Prime Minister Attorney General Geoffrey Cox has become a key figure in seeking a legally watertight solution to the Irish kickback problem.
He has been accused of drafting new proposals for a "revision mechanism" in the Brexit withdrawal agreement in order to allow Britain to withdraw from any kind of backstop arrangements.
A frozen lawyer ran through the cabinet behind legal arguments behind a backstop aimed at avoiding setting a "hard border" in Ireland if negotiations on trade in the future trade failed.
He told them that there is a legitimate "frequency" of what is possible to prevent the United Kingdom from being trapped in "limbo".
One option is that the review mechanism includes an independent body that decides whether the trade negotiations have failed.
He has understood that he is in favor of the plan to keep the UK as a counterbalance to the customs union and leave it only to the EU's approval.
Mr Cox has only been in the cabinet since July, and he was a little known even in the Tory circles until the last party party party had a speech.

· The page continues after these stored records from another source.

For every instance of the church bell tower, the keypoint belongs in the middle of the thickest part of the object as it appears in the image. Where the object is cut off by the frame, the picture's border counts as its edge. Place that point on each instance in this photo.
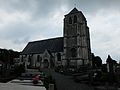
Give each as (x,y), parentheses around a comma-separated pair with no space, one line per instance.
(77,51)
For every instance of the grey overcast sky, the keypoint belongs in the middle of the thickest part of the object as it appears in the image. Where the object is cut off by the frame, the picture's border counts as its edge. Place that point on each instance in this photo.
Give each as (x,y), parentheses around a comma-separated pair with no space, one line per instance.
(22,21)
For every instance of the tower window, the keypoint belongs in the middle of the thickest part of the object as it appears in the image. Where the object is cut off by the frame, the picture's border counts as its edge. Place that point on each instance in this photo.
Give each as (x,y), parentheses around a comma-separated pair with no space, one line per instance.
(75,19)
(38,58)
(59,57)
(70,20)
(73,52)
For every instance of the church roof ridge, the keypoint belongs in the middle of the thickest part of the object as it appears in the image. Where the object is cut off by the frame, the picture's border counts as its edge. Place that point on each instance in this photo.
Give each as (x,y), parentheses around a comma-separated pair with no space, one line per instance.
(52,44)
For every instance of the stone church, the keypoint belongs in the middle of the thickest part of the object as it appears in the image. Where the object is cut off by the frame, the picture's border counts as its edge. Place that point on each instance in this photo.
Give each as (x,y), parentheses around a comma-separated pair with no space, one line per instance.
(71,50)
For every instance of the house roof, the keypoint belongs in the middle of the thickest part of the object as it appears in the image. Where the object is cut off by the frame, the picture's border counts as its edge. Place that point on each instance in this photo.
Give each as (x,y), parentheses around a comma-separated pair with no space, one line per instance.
(74,10)
(53,45)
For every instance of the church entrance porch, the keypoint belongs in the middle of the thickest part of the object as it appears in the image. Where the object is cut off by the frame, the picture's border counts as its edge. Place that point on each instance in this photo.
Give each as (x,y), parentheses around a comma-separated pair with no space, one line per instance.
(46,63)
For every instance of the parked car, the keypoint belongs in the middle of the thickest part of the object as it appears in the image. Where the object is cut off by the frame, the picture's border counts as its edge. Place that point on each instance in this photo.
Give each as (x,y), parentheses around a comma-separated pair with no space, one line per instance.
(36,79)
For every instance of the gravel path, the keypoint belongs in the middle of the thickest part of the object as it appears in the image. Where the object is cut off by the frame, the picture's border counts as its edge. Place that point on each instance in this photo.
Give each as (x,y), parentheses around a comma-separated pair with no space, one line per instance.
(67,83)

However, Theresa May has gained great confidence in her and has added her to the Cabinet Committee, which oversees the Brexit negotiations.
He is now working with Brexit Secretary, Dominic Raab and his European Counselor, Olly Robbins, to finalize the details of the check mechanism.
His altitude has also been designed to send a calming message to Brexiteers concerned that Mr May could prepare to make a concession too far in Brussels.